Alors même que leurs réservations sont presque toutes annulées en raison de la pandémie de coronavirus, une poignée d’hôteliers indépendants gardent leur établissement ouvert. Pourquoi ? Comment ? L’hôtel des Oliviers à Thionville et celui de la Canner évoquent leur quotidien.
«L’horizon est très sombre.» Chambres noires, vides et froides : l’hôtel Les Oliviers, enraciné dans l’hyper centre de Thionville, sonne creux. Jean-Philippe Metz, à la tête de ce charmant établissement de 26 chambres depuis 2011, s’efforce de rester ouvert. Il en a le droit, contrairement à une idée reçue : «Nous sommes autorisés à accueillir une clientèle d’affaires et, bien entendu, le personnel médical.»
Le droit mais aussi, de son point de vue, le devoir : « Ce n’est pas le moment de se débiner.» Une référence au profil de ses derniers clients, une poignée de spectres qui maintiennent en vie cet hôtel presque fantôme : « Nous hébergeons surtout des médecins de l’hôpital Bel-Air. Et, très ponctuellement, des agents qui interviennent à Cattenom.

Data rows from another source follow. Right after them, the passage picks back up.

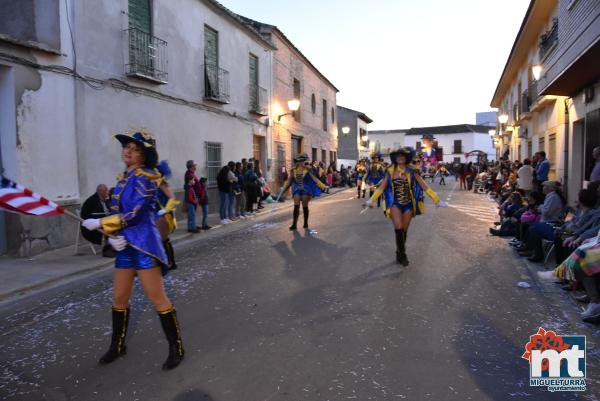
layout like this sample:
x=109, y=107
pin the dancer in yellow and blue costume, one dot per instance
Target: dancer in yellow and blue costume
x=361, y=172
x=375, y=174
x=403, y=191
x=442, y=173
x=304, y=186
x=138, y=245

Le taux d’occupation ? Grand maximum, 20%.» 20 %, donc bien loin des standards habituels en cette période de l’année.
« Pour le moment, je survis »
« Les perspectives sont mauvaises. » La vue, depuis son agenda, donne sur un paysage désertique : « C’est bien simple, toutes les réservations jusqu’au mois de septembre ont été annulées. » Les tongs des touristes danois, allemands et hollandais ne battront pas le pavé thionvillois cet été : « Le tourisme représente 80% du chiffre d’affaires en période estivale. On doit faire une croix dessus », anticipe-t-il. Idem concernant les commerciaux, VRP et techniciens qui peuplent d’ordinaire son établissement.
Il lie son sort à celui de la restauration, secteur qui essuie les plâtres depuis le début du confinement : « Comment anticiper un retour de cette clientèle business avec des restaurants fermés ? » Jean-Philippe navigue sans perspective. En revanche, il a des certitudes : « Si la banque a bien gelé notre crédit, nous devons tout de même régler les factures courantes. Pour le moment, je survis grâce à mes subsides personnels. Mais pour combien de temps ? »
Contrairement à ses cinq employés, lui n’a pas le droit de percevoir de chômage partiel : « Je ne peux pas non plus bénéficier de la prime gouvernementale de 1 500 €. Elle est assujettie à une clause de résultat. Je suis juste au-dessus… »
« Ça ne suffira pas »
« Moi non plus ! Ni prime, ni chômage », embraye Jean-Marie Jaminet. Depuis 1998, il dirige avec son épouse l’hôtel de la Canner. Une affaire familiale, de 27 chambres, aux fondations solides : « Je suis d’un naturel prudent. Je vis sur mes économies. Ceux qui n’avaient pas de trésorerie au début de cette crise ne s’en remettront pas », prophétise-t-il. Lui devrait franchir cette étape, même dans la douleur. Son plus gros mois de l’année, celui à venir, appartient déjà au… passé : « De mai à juin, c’est la période des mariages, des gens qui réservent l’hôtel pour des célébrations familiales. Presque toutes les entreprises sont à l’arrêt, et donc les intervenants ponctuels qui séjournent chez nous ne sont plus là. »
Pour joindre les deux bouts, l’hôtelier a recentré son cœur d’activité sur la restauration. Snacking et autres plats du jour sont livrés aux locaux et, presque quotidiennement, à des salariés de l’entreprise voisine, Semin : « Une petite dizaine de plateaux-repas. Sur la durée, ça ne suffira pas. »
Il lance un appel au nom de la profession : « J’aimerais que le gouvernement fasse quelque chose pour nous autres, les indépendants. Comment allons-nous faire, si la crise se poursuit, pour payer les loyers par exemple ? » Une question, parmi tant d’autres, en suspens.